Say it once more with feeling—the Washington Capitals are the Stanley Cup champions.
If it feels like the powers that be will have to pry the Stanley Cup from Alex Ovechkin’s cold, dead hands a year from now, that’s because most of us felt like this day would never come.
While plenty of locals jumped on the bandwagon during the team’s magical postseason run, diehards know nothing has ever been guaranteed when it comes to this franchise.
In order to win the Stanley Cup for the first time in the team’s 44-year history, the Capitals had to defeat the Vegas Golden Knights—an expansion team that rewrote the standards for what a first-year franchise can accomplish.
The Golden Knights won 51 games in their inaugural campaign. The Caps didn’t collect their 51st franchise victory until halfway through their fourth season of existence. While Vegas raised the bar for future expansion teams, the Capitals began on the other side of the spectrum.
Washington won just eight of 80 games in 1974, and secured a single road victory that entire season. Eight years (and zero postseason appearances) later, things were so dire that the franchise launched a “Save the Caps” campaign just to keep them in town.
Even when things finally improved, the Caps were mostly known for getting to the playoffs, and then collapsing in spectacularly heartbreaking fashion. To this day, no other franchise in sports has blown more 3-games-to-1 leads than the Capitals.
That trend started long before Ovechkin ever came to D.C., but his early days in town did little to change that tired narrative. While the Great 8 added plenty of style and flash to a historically blue-collar franchise, squandering a 3–1 lead to the eighth-seeded Montreal Canadiens in 2010 only re-enforced the belief that the Capitals were forever destined to remain “Choking Dogs.”
Prior to this improbable playoff run, Ovechkin was already considered one of the best professional athletes in D.C. sports history. As soon as Ovi ended Washington’s streak of futility after 91 seasons without a championship in the District’s four major sports, he officially cemented his status as a legend.
Watching Ovechkin hoist the Stanley Cup above his head was a thing of beauty. No longer was he a flawed and selfish player who cared more about personal accolades than any team goals. The weight of the world was no longer Ovechkin’s burden.

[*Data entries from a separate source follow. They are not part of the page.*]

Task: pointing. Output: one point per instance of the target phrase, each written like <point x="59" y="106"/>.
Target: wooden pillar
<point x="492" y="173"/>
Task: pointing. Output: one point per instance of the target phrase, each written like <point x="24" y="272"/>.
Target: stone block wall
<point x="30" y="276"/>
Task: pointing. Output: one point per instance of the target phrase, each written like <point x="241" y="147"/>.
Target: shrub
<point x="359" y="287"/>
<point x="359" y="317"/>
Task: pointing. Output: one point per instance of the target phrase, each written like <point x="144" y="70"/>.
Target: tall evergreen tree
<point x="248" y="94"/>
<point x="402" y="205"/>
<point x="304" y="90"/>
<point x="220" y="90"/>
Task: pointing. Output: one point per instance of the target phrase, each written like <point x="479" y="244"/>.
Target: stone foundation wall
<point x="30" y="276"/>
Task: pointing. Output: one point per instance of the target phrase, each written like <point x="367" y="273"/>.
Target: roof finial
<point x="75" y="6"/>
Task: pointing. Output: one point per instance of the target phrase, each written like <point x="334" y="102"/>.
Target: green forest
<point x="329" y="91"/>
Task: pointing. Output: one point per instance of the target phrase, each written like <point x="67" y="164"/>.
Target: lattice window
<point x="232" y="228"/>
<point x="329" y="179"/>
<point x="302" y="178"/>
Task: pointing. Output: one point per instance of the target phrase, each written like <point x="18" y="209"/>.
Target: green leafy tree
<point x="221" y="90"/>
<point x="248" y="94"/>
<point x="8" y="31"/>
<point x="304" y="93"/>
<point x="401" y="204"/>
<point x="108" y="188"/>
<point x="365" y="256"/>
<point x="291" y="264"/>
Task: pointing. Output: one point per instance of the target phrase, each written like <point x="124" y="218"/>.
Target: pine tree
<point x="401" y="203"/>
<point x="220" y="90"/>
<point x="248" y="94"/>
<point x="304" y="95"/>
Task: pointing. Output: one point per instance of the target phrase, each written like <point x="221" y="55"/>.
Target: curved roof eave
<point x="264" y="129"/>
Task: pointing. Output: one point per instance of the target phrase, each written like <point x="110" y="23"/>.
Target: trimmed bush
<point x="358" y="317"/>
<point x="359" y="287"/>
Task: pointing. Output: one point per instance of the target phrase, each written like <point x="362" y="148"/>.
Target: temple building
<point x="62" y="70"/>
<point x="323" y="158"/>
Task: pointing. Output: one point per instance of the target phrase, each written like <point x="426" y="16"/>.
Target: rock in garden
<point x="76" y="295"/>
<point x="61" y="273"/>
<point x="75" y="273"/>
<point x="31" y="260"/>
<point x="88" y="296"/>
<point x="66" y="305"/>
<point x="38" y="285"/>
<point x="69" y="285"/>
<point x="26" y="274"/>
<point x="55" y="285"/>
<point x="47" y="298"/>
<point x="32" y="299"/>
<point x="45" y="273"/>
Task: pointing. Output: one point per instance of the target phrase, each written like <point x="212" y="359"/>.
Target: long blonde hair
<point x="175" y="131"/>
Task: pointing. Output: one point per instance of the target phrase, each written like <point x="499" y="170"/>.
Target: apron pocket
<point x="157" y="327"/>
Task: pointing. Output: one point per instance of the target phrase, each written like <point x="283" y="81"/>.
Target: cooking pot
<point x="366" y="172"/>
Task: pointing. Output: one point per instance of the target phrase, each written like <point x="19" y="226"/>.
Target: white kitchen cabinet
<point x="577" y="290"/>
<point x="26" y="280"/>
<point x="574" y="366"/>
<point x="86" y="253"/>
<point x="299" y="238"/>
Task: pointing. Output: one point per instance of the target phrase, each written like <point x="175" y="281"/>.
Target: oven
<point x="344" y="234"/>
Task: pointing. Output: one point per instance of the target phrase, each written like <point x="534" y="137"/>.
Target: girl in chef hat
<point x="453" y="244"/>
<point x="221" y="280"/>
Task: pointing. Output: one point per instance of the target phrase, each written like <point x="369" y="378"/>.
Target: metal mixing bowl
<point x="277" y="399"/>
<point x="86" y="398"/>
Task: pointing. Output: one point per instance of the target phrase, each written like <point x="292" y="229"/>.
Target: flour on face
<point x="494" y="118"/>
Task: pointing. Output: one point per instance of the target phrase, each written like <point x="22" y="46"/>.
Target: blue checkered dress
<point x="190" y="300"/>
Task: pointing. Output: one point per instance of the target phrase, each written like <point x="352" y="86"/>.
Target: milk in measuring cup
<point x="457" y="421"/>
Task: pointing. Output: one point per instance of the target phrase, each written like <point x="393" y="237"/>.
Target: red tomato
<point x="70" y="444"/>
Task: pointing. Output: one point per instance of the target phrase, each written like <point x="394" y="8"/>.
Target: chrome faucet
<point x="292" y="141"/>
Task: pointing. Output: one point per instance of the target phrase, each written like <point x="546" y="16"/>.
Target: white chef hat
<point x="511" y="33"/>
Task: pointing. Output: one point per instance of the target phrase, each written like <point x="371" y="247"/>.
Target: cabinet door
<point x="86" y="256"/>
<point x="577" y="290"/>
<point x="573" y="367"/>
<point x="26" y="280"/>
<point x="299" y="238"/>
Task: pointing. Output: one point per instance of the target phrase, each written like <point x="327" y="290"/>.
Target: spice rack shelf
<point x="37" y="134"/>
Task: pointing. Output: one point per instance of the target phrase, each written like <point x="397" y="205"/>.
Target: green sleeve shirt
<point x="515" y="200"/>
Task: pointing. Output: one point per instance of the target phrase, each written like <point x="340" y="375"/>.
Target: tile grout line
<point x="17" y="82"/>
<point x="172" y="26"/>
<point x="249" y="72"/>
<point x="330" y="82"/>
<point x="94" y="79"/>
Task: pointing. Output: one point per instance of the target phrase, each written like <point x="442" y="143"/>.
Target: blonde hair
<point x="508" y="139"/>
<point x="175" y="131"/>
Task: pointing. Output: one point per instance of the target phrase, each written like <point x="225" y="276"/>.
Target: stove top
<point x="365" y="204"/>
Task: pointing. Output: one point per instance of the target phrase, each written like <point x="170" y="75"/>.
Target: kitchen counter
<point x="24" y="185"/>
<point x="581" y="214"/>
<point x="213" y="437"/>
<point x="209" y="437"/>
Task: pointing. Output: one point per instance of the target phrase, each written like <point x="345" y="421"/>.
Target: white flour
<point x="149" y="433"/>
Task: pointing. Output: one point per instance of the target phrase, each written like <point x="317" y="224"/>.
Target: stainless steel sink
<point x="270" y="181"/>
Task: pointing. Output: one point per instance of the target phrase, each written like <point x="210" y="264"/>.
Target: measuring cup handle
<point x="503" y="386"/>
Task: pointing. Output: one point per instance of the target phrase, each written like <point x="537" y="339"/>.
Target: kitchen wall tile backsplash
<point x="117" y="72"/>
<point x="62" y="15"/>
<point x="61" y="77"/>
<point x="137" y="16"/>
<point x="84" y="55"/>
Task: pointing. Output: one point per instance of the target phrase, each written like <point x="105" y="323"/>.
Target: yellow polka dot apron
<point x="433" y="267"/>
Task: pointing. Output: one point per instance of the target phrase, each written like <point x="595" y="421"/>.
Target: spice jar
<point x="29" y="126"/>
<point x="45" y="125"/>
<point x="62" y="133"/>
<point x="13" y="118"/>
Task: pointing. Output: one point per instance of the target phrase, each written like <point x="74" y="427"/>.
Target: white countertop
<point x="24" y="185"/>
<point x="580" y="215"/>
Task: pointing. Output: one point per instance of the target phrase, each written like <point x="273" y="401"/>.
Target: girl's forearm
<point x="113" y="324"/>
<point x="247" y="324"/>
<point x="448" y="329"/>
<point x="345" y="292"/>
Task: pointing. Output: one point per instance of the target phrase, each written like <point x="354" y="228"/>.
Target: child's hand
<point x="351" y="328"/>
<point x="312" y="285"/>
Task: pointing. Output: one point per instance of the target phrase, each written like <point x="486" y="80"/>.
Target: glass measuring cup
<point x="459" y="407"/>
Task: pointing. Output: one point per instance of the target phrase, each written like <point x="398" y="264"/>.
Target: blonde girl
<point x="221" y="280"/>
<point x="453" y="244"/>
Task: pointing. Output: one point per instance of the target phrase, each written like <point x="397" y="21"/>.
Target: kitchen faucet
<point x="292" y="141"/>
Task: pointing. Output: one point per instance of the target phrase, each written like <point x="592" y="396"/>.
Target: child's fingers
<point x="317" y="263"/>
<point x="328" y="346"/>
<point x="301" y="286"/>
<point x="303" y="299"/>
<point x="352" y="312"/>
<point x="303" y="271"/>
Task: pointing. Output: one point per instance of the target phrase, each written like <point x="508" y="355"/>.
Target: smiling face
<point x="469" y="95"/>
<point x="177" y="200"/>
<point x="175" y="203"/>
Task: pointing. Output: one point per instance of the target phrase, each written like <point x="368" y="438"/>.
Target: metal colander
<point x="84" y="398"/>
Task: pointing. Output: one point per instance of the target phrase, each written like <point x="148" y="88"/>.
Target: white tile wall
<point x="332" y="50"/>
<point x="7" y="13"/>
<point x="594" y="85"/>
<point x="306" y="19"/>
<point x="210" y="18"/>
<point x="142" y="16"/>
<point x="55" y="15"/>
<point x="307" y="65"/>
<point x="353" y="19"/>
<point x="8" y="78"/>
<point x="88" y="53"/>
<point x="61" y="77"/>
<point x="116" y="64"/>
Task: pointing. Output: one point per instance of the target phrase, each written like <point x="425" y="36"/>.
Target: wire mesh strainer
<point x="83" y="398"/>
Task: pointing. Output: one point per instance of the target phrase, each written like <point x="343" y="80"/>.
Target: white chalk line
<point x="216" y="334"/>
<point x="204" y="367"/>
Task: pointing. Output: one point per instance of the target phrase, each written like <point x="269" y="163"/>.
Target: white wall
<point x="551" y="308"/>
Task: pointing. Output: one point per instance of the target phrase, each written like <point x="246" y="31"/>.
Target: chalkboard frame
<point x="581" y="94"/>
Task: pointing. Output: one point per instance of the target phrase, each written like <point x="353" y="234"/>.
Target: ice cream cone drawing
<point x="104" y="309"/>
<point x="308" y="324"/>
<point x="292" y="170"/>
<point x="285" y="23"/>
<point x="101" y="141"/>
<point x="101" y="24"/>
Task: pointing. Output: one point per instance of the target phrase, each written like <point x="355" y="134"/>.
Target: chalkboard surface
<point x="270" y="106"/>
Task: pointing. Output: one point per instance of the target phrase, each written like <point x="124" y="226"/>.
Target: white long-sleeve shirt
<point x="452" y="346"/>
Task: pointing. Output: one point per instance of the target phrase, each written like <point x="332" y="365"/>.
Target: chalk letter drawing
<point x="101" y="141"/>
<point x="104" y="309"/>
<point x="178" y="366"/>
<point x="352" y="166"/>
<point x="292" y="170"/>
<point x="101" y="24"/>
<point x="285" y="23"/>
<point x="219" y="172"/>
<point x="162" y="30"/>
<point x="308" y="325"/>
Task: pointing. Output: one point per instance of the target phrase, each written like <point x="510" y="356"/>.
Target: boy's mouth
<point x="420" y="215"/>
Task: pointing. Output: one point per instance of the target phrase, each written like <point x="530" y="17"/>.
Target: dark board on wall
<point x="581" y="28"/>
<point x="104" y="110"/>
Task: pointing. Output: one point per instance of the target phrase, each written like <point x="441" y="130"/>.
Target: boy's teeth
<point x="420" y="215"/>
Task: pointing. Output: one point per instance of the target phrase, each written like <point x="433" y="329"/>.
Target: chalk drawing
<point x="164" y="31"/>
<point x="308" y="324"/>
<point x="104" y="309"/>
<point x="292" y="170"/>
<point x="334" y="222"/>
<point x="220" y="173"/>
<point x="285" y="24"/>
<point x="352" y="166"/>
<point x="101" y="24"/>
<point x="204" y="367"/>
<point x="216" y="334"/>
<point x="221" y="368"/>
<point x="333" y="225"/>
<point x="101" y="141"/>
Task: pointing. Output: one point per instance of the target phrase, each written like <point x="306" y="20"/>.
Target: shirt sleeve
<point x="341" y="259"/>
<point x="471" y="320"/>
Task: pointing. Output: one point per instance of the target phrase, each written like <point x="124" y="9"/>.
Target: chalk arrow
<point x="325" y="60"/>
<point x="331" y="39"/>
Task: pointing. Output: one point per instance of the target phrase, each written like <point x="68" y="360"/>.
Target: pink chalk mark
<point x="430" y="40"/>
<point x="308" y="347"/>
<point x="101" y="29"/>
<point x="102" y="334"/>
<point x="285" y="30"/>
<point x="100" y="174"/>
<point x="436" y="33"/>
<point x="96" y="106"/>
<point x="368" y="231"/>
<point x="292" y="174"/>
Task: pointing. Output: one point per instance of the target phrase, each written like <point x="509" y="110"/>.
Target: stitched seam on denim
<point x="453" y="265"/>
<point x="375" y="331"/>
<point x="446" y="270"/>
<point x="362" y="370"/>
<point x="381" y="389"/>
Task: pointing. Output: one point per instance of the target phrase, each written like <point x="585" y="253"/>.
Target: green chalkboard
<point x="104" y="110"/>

In its place, Ovechkin was free to carry hockey’s most sacred hardware—a 34.5-pound trophy that will feature his name in the not-too-distant future. But the Capitals’ captain isn’t the only individual who should feel vindicated right about now. No, this entire story is one of redemption for all the people involved.
For all of Nicklas Backstrom’s brilliance—with 799 points in 815 games—his 11 seasons as Washington’s top-line center have been largely overlooked and under-appreciated. While he’s averaged roughly a point per game for more than a decade, he’s only been named an All-Star once in his career and has been an afterthought when it comes to any sort of personal recognition.
The Capitals selected center Evgeny Kuznetsov with the 26th overall pick in the 2010 NHL Draft. He remained in Russia until 2014 though, feeling he wasn’t ready to move halfway around the world and take on the challenges—on and off the ice—that come with an 82-game season. This decision made him an easy target, as people unfairly labeled him another enigmatic Russian head case.
John Carlson led all NHL defensemen in points during the 2017-18 season, but wasn’t named a finalist for the Norris Trophy, awarded annually to the league’s top defenseman.
T.J. Oshie is universally regarded as the best shootout specialist in all of hockey, which is great until you realize that playoff hockey doesn’t include shootouts.